The desert was working out another of its mysterious phases, but none in the camp of the Pony Riders were awake to observe it.
A dense pall of blackness now hovered over the southwest.
All at once a squirming streak of lightning wriggled along the horizon, like a golden serpent, losing itself by a downward plunge into the black abyss beyond the desert.
The air grew suddenly hot and depressing, while a gentle breeze stirred the sage brush on the higher places. The ponies moved restlessly in their sleep, kicking out a foot now and then, as if in protest at some disturbing presence.
Tad Butler, ever on the alert, roused himself, and stepping out in his pajamas took a survey of the heavens.

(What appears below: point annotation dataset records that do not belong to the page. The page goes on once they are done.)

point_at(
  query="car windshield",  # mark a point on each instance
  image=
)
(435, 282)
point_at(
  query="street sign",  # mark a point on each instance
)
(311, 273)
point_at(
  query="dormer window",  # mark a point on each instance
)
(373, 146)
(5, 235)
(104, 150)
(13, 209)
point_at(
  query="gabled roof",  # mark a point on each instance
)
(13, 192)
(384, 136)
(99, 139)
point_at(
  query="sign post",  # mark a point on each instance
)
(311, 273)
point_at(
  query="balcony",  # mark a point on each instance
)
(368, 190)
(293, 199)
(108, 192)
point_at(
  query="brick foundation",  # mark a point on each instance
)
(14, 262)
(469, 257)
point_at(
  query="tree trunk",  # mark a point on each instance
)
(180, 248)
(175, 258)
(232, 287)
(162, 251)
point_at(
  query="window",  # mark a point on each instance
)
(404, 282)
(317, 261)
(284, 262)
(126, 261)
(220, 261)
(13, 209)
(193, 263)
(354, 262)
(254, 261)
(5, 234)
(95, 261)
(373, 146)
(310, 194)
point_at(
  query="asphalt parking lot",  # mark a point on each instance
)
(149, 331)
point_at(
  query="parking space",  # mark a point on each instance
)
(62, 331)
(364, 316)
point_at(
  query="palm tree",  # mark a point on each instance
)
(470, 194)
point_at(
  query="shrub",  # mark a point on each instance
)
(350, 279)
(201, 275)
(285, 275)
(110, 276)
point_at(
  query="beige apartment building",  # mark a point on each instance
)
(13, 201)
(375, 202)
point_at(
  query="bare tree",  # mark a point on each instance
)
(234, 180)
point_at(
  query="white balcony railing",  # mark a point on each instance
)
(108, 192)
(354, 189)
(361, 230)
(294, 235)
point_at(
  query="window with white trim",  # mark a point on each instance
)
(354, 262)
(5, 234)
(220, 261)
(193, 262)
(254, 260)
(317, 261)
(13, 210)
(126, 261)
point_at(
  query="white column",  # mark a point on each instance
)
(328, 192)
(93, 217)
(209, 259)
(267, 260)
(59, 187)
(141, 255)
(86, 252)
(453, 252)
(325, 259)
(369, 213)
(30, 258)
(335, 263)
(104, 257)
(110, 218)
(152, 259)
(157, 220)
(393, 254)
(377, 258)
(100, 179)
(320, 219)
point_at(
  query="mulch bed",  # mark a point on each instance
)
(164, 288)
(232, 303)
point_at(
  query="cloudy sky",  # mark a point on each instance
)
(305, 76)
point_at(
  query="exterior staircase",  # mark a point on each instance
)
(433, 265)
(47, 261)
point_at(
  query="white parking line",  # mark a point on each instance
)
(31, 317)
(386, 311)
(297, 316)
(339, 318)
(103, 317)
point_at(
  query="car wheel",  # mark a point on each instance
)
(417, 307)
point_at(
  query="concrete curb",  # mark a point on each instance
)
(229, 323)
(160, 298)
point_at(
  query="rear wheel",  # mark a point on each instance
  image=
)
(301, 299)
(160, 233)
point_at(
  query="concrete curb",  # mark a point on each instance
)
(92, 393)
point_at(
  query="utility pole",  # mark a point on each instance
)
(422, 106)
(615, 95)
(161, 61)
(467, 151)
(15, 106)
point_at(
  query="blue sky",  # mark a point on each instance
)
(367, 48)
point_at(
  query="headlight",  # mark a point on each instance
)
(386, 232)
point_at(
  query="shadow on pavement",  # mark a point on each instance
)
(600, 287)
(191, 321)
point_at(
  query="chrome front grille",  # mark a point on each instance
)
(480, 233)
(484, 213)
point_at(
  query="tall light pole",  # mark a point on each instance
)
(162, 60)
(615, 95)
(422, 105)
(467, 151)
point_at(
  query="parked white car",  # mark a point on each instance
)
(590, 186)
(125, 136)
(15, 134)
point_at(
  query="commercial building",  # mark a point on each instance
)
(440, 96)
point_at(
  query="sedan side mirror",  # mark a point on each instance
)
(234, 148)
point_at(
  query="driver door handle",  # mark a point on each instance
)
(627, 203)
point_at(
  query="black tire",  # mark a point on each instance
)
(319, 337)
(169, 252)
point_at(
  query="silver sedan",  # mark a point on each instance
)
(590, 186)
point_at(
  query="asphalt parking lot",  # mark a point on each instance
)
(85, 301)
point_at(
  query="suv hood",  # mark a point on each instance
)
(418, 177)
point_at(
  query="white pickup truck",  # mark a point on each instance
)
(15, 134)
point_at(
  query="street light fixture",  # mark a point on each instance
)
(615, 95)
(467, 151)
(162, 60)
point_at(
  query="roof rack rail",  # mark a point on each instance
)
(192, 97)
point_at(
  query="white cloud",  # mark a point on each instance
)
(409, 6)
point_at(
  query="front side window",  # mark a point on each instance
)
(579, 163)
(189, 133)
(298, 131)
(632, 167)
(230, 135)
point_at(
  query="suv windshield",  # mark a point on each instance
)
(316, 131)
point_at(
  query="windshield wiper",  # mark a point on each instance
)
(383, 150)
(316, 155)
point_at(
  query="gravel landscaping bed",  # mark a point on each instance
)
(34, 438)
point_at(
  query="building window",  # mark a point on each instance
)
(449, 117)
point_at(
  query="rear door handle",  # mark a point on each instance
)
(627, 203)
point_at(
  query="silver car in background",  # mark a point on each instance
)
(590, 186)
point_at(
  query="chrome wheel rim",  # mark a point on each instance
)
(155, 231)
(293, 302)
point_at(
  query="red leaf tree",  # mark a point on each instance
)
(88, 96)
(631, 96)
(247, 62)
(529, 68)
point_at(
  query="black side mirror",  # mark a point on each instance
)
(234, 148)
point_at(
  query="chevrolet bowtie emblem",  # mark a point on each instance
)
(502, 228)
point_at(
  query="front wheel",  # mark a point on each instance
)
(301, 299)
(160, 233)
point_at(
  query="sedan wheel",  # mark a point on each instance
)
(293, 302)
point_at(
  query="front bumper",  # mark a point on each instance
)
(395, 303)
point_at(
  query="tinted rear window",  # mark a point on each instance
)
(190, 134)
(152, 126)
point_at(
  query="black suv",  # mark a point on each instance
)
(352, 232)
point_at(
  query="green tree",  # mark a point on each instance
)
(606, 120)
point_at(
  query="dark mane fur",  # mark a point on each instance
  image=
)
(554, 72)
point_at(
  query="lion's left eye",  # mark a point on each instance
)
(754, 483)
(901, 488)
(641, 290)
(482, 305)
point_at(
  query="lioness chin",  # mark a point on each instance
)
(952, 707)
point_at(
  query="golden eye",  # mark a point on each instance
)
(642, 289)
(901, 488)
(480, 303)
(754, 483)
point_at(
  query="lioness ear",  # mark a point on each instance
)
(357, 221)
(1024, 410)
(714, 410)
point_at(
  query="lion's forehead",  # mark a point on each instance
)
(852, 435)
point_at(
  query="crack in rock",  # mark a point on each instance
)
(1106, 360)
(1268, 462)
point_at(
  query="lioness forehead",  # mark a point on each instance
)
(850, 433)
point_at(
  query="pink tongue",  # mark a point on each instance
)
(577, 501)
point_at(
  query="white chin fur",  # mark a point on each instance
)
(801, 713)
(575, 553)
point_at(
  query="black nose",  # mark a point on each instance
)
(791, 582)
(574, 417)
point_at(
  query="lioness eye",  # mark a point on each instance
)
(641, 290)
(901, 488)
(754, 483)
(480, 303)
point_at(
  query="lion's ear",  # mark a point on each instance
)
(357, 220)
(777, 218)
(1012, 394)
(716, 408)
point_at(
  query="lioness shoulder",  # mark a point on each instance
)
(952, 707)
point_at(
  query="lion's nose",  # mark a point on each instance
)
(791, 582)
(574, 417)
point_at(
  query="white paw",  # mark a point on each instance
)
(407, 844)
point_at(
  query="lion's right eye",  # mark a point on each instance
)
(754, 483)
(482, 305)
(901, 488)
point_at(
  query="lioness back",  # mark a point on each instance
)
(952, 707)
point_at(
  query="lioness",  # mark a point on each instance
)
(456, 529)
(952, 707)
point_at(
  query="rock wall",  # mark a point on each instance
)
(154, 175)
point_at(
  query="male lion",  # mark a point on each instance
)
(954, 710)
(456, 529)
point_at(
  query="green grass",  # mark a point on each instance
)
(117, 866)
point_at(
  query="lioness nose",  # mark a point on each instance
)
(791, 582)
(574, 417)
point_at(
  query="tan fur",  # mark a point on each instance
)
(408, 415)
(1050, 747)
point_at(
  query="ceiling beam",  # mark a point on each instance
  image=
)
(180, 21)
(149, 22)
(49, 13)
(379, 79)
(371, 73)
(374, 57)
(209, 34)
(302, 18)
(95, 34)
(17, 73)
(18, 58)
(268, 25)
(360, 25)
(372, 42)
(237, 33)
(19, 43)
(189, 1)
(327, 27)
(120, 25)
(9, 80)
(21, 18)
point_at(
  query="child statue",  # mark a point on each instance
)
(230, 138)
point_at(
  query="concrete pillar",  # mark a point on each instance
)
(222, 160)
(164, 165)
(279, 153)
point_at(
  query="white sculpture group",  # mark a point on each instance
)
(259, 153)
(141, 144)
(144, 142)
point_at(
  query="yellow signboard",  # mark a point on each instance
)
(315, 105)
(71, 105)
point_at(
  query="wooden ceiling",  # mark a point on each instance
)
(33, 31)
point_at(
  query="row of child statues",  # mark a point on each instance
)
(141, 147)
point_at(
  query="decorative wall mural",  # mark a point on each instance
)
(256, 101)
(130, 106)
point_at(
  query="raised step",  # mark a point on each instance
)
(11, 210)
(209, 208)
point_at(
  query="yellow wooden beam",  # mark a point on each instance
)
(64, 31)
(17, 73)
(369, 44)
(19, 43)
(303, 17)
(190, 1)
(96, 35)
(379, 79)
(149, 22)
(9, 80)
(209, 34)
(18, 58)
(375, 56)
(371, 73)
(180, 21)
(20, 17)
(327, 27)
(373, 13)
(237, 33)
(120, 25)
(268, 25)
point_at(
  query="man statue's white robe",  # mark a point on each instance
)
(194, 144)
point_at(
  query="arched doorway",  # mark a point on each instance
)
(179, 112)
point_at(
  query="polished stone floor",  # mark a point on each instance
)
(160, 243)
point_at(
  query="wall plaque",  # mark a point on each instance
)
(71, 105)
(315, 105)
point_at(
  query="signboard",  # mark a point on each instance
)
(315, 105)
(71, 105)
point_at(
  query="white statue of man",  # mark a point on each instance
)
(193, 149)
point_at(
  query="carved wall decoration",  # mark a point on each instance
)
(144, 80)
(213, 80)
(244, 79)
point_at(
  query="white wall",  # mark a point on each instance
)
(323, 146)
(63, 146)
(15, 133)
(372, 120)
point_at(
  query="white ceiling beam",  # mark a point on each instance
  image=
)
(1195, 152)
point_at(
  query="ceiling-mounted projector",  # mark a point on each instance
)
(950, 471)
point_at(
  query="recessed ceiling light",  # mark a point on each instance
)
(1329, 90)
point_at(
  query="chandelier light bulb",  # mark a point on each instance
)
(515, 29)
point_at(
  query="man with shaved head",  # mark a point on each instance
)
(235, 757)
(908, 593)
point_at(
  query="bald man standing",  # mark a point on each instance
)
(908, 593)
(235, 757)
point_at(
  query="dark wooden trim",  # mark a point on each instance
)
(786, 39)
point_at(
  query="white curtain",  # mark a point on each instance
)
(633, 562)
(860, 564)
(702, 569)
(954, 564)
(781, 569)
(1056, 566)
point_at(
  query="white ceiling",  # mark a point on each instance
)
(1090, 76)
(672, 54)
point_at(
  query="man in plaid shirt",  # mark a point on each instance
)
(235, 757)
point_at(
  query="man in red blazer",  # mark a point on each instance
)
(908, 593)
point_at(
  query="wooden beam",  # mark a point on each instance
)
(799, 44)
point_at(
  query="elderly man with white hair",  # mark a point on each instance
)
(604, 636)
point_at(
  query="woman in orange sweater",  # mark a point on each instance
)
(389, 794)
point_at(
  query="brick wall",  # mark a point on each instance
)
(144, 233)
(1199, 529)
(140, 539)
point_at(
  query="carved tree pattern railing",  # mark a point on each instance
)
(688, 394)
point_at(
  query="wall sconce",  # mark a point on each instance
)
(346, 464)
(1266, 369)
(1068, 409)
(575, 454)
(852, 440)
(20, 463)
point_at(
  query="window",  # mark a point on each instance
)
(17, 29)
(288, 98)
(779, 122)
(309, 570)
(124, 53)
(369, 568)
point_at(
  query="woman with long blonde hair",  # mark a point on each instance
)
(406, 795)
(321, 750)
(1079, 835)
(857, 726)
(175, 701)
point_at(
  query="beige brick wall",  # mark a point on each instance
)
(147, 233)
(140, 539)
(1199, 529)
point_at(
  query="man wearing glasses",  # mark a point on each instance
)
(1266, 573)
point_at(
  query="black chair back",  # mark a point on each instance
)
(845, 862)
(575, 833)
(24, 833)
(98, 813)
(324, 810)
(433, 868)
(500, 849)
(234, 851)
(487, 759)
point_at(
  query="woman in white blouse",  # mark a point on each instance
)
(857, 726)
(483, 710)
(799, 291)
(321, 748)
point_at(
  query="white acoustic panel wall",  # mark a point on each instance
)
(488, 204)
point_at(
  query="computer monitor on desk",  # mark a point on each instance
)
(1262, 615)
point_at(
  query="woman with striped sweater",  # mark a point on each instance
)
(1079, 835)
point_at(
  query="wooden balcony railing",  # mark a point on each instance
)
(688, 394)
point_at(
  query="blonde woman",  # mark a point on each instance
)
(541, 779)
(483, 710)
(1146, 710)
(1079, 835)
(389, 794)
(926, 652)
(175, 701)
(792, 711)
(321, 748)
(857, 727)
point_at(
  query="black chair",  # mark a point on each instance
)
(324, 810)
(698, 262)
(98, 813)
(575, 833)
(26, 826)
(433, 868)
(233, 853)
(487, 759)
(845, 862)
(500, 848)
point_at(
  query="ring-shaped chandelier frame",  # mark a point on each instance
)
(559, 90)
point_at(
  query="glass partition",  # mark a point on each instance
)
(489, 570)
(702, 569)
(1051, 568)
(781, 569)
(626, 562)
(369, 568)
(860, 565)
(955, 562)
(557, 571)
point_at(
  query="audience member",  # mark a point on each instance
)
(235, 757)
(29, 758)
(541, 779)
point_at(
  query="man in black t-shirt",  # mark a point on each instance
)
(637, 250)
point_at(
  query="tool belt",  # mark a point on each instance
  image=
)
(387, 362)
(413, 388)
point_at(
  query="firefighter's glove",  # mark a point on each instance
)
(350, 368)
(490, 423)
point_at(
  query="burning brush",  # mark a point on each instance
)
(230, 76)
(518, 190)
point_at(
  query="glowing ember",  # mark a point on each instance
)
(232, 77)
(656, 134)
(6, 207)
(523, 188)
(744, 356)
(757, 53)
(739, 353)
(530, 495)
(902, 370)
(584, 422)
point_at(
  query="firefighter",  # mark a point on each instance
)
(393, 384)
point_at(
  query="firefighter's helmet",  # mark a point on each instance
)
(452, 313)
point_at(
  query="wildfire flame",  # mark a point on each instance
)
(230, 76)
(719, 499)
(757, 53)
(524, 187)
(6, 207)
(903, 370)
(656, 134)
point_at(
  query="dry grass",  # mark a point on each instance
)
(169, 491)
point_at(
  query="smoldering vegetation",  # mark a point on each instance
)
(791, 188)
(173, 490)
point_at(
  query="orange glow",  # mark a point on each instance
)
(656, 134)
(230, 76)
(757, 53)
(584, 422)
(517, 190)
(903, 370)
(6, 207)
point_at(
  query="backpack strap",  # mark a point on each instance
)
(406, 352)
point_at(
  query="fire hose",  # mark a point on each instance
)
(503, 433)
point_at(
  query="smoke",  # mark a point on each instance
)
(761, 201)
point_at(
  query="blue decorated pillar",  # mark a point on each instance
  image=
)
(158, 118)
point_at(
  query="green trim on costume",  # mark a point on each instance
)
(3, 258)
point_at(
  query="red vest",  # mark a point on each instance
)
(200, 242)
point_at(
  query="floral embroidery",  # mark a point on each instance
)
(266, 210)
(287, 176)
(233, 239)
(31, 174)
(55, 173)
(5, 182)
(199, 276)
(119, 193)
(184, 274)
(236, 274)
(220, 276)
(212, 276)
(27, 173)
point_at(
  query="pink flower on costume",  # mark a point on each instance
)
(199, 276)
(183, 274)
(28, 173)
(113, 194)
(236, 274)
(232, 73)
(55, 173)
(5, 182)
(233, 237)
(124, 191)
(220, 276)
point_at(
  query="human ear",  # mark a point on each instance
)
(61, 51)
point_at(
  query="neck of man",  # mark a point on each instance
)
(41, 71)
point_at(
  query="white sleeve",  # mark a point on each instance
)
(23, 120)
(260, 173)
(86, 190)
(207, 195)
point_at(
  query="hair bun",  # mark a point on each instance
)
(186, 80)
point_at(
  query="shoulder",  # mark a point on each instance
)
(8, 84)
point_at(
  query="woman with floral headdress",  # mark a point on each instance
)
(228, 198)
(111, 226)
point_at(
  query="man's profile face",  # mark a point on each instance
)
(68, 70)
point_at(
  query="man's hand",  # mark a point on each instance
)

"I guess we're going to have a storm," he muttered. "I wonder if I ought to wake Mr. Parry? He thought, this afternoon, that there was a storm brewing. Still, there's nothing he can do. The tents are staked down as securely as is possible. No, I guess I'll go back to bed."
The lad did so, and after a few moments of wakefulness, dropped off into a sound sleep.
A few moments later the breeze increased, picking up little patches of sand, which it hurled into the air, scattering the particles over a wide area. Far down to the southwest a low roar might have been heard, and from the blackness there a funnel-shaped cloud detached itself, starting slantingly over the desert. It appeared to be following a northerly course, more or less irregularly, and from its direction, should pass some miles to the westward of the sleeping camp.
Whirling, diving, swooping here and there, lifting great patches of sand and hurling them far up into the clouds, the funnel swept on.